Clean and provvisory code base for USKI pre-training described in "Learning from Wrong Predictions in Low-Resource Neural Machine Translation" presented at LREC-COLING 2024.
- python >= 3.7
- torch
The dataset Uzbek-English translation dataset is selected as an example.
USKI Pre-training
python3.7 train_USKI.py --selected_model transformer --N 3 \
--dropout 0.15 --seed 1234 --num_epochs 300 \
--max_len 250 --min_len 2 \
--d_model 128 \
--sched_type noam --warmup_steps 400 \
--batch_size 2048 --num_accum 2 \
--pretrain_batch_size 128 --pretrain_num_accum 2 \
--num_pretrain_iter 42000 \
--eval_beam_size 4 \
--eval_batch_size 32 \
--save_path ./github_ignore_material/saves/ \
--language uz-en_4000 --num_gpus 1 \
--ddp_sync_port 12139 &> output.txt &
Training without USKI
python3.7 train.py \
--selected_model transformer --N 3 \
--dropout 0.15 --seed 1234 --num_epochs 300 \
--max_len 200 --min_len 2 \
--d_model 128 \
--sched_type noam --warmup_steps 400 \
--batch_size 2048 --num_accum 2 \
--eval_beam_size 4 \
--eval_batch_size 32 \
--save_path ./github_ignore_material/saves/ \
--language uz-en_4000 --num_gpus 1 \
--ddp_sync_port 12139 &> NORMAL_output.txt &
Evaluation is based on SacreBLEU and it is automatically handled.
Tune the arguments "batch size", "num_accum", "pretrain_batch_size" and "pretrain_num_accum"
according to the available computational resources.

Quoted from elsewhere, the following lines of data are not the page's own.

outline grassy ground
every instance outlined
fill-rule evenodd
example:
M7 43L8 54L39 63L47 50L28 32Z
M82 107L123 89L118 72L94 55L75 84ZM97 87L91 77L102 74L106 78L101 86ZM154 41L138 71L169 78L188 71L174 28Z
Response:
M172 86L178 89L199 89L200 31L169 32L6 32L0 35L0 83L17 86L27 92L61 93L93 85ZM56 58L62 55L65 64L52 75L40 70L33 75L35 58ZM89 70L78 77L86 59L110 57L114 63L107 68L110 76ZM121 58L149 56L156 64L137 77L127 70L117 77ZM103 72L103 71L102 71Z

They refer to the batch size
in the standard training and during the USKI pre-training.
Visualization is provided on temrinal, results can be monitored in the files NORMAL_output.txt
and NORMAL_output.txt
.
If you find this repository useful, please consider citing (no obligation):
@inproceedings{hu2024learning,
title={Learning from Wrong Predictions in Low-Resource Neural Machine Translation},
author={Hu, Jia Cheng and Cavicchioli, Roberto and Berardinelli, Giulia and Capotondi, Alessandro},
booktitle={Proceedings of the 2024 Joint International Conference on Computational Linguistics, Language Resources and Evaluation (LREC-COLING 2024)},
pages={10263--10273},
year={2024}
}
We thank the contributors of the OPUS Corpus which provided
the Uzbek-English dataset.
We also adopted the BPE tokenization algorithm.